Before working with a partner:  Outline the program by yourself.  Some programs may be simple enough not to need pair programming at all.  Others may be difficult enough that you can only really contribute if you've done some thinking already.

While working with a partner:  Make sure that each partner takes control of the keyboard for about half the assignment.  It will be tempting to have the faster typer or the stronger programmer at the keyboard the entire time.  Resist the temptation!  Remember the point is not to finish the program in front of you as fast as possible; the point is for both of you to develop your programming skills.

After working with a partner:  Both partners should turn in the same code, and both partners' names should be in the files.

The official Python website is the definitive source for information, but below are some quick-reference guides.

Installing and Running Python

  • Go to http://www.python.org/download.
  • For Windows, download the "Python 2.6.2 Windows installer" and for Mac, download the "Python 2.6.2 Mac Installer Disk Image."
  • Find the file you downloaded, probably on the desktop, and run it. Click "Next" until it's done, and click "Finish."
  • Wherever your PC or Mac keeps your programs, find the Python 2.6 folder and open the program called IDLE.
  • What you have there is an interactive window, where you can run single lines of Python code at a time.
  • To put a program in a file, go to the File menu and select New Window, and type your program there.
  • To run your typed program, save it (File->Save) if you haven't already, go to the Run menu and select Run Module.

Coding in Python

This is the first semester that CS 140 is using Python, which means that the TAs may not be familiar with the language.  Don't be concerned though; Python has a great deal of similarity to Java, which the TAs will know.  They may need to consult the Python documentation about syntax differences, but the ideas are the same.  To make this easier, here is a quick-reference list of differences between Java and Python syntax.

Python is intepreted, not compiled.
Code can be run one line at a time in the interpreter.  It can also be run from a file, but there's no separate compile step as there is in Java.

Python can have code outside of any class or method.
While Python is object-oriented, it does not require a program to contain any classes or even a main method as Java does.

Python comments start with #
Unlike the // symbol in Java.

Python variables do not have to be declared.
You can introduce and use a Python variable without declaring a type as in Java.

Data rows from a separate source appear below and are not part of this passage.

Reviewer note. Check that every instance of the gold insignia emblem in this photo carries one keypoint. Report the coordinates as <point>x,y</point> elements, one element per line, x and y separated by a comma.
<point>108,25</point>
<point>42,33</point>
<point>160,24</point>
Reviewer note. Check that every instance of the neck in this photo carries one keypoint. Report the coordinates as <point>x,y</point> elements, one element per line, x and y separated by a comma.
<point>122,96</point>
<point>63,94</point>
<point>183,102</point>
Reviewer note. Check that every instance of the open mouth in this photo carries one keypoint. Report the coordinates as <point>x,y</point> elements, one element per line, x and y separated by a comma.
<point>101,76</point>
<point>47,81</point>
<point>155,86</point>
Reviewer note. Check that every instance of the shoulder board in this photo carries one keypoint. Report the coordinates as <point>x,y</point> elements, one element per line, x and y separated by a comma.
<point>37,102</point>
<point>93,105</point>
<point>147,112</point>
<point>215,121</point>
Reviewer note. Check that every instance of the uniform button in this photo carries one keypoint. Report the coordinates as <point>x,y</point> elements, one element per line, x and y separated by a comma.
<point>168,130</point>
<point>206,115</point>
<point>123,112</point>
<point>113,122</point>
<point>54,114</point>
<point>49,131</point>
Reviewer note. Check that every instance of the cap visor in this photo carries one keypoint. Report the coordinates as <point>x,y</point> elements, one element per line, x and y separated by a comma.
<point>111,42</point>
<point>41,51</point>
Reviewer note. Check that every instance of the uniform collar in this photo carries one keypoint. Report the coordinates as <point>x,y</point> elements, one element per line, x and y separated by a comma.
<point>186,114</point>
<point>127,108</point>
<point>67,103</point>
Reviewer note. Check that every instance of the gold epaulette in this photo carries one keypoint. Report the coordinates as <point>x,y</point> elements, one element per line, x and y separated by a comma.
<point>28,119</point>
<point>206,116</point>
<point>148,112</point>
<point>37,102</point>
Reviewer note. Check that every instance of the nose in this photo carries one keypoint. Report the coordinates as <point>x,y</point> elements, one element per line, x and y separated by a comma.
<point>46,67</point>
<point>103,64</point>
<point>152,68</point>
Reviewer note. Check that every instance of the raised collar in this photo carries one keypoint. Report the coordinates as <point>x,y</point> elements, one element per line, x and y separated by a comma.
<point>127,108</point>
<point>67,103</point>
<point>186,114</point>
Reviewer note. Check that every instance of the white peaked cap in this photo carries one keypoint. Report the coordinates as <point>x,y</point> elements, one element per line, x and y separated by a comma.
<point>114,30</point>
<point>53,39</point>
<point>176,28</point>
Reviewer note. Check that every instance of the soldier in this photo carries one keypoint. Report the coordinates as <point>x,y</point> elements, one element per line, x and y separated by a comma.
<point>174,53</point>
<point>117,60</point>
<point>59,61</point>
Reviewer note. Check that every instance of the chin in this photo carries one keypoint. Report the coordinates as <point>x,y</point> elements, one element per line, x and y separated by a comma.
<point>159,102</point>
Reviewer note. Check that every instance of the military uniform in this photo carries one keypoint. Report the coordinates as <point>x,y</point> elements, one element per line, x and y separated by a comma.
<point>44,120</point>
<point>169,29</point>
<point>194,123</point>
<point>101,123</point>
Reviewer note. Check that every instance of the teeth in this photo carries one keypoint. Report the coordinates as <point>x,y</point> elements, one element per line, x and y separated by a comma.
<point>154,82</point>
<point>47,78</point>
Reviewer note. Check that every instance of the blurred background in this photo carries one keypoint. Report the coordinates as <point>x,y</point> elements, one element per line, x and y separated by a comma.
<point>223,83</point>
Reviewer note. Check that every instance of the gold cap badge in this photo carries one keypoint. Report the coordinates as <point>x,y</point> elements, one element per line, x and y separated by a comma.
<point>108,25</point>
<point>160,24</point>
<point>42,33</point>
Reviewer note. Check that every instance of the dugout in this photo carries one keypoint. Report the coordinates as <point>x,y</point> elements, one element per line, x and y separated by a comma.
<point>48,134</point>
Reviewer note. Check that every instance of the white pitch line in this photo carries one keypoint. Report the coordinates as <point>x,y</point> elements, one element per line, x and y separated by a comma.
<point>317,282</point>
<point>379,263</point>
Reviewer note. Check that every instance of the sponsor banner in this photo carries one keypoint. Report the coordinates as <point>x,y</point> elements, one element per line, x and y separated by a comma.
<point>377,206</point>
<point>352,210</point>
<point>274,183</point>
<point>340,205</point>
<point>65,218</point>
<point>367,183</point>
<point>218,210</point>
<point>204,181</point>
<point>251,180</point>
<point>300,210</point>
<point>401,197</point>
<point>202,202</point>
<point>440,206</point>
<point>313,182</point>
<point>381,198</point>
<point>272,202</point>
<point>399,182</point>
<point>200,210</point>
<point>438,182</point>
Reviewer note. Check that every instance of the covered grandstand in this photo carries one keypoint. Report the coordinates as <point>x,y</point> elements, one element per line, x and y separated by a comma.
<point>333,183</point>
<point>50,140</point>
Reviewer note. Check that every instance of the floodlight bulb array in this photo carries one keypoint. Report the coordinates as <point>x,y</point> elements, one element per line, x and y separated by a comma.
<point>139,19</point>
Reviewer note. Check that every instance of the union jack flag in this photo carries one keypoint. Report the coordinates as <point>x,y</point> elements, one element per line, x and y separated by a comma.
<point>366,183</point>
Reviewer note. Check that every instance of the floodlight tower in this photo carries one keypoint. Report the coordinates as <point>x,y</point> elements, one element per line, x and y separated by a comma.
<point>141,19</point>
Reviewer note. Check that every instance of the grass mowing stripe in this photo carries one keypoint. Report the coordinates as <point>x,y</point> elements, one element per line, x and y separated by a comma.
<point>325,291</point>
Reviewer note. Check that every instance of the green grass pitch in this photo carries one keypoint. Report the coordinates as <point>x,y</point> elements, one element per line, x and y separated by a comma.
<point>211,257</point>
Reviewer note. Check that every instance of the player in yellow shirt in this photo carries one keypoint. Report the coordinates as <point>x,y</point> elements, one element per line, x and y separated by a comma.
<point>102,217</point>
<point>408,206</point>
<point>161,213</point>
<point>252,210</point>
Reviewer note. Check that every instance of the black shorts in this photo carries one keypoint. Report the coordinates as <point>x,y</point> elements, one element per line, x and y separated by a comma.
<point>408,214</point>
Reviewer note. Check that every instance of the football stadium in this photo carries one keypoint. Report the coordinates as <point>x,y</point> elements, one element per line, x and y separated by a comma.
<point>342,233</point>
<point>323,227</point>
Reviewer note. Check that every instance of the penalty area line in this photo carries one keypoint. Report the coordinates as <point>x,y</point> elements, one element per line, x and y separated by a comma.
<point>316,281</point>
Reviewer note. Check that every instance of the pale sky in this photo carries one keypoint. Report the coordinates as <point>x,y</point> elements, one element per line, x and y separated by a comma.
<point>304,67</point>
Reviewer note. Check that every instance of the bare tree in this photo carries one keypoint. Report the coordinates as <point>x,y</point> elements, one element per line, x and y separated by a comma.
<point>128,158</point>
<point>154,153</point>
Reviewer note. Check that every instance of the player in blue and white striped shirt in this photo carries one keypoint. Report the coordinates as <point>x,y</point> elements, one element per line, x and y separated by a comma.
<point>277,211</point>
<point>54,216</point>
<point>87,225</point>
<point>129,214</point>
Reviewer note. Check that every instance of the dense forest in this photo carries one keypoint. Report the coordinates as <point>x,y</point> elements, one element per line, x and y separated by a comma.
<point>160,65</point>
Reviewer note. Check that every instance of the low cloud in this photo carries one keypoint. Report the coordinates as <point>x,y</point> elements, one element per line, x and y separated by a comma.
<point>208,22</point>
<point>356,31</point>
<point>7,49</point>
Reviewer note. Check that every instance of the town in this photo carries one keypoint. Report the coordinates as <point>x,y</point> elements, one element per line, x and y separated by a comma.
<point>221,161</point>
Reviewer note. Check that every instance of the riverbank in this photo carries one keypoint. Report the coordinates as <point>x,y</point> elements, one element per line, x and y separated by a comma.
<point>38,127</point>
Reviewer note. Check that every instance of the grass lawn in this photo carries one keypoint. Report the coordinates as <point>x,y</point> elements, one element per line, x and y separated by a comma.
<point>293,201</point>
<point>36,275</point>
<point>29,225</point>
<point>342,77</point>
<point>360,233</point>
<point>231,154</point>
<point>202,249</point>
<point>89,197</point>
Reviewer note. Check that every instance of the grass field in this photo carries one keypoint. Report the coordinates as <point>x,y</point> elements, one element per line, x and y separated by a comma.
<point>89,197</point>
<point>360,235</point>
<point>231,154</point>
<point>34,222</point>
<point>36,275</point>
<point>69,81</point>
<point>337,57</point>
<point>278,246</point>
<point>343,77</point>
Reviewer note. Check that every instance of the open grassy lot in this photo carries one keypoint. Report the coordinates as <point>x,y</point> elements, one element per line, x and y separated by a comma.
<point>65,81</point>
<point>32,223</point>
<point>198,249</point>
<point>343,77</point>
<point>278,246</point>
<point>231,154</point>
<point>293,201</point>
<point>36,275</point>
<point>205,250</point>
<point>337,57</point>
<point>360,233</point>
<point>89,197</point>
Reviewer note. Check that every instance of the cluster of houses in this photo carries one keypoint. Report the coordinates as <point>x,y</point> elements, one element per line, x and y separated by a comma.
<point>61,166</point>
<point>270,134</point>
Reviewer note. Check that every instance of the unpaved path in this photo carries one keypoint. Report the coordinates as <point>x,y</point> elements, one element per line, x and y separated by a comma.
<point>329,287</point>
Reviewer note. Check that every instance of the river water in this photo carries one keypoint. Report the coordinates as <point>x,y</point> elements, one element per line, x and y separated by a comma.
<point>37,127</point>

Python does not use semicolons.
Lines do not have to end in semicolons as in Java.  There are some regular colons in Python, though -- at the top of an indented block for a loop, function, etc..

Python does not use brackets.
Loops, functions, etc. do not use any brackets.  Instead, you indicate what is inside a loop, function, or other block purely by indentation.  The convention is to have code start with 0 spaces, to put code inside a top-level loop 4 spaces in, to have the next level 8 spaces in, and so on.

Whitespace at the beginning of the line matters in Python.
Since indentation is meaningful, each line must have exactly the right number of spaces before it, or there will be an error.  It could be an interpreter error, say if the first line of a program has a space in front of it, or the code could just not work as intended, say if a line meant to be inside a loop doesn't have enough spaces in front of it.

Python arrays are called lists.
They have lots of built-in functions associated with them that Java doesn't, allowing you to do things like sorting and accessing a sub-list.  There's also a built-in data structure called a dictionary, which is a hash.

Some mathematical operators are different.
Python does not contain the increment (++) and decrement (--) operators, but it does include exponentiation (**) and floor division (//).

Python function headers have fewer words.
A Python function header looks like def function_name(param1, param2):
There are no modifiers or variable types as in Java.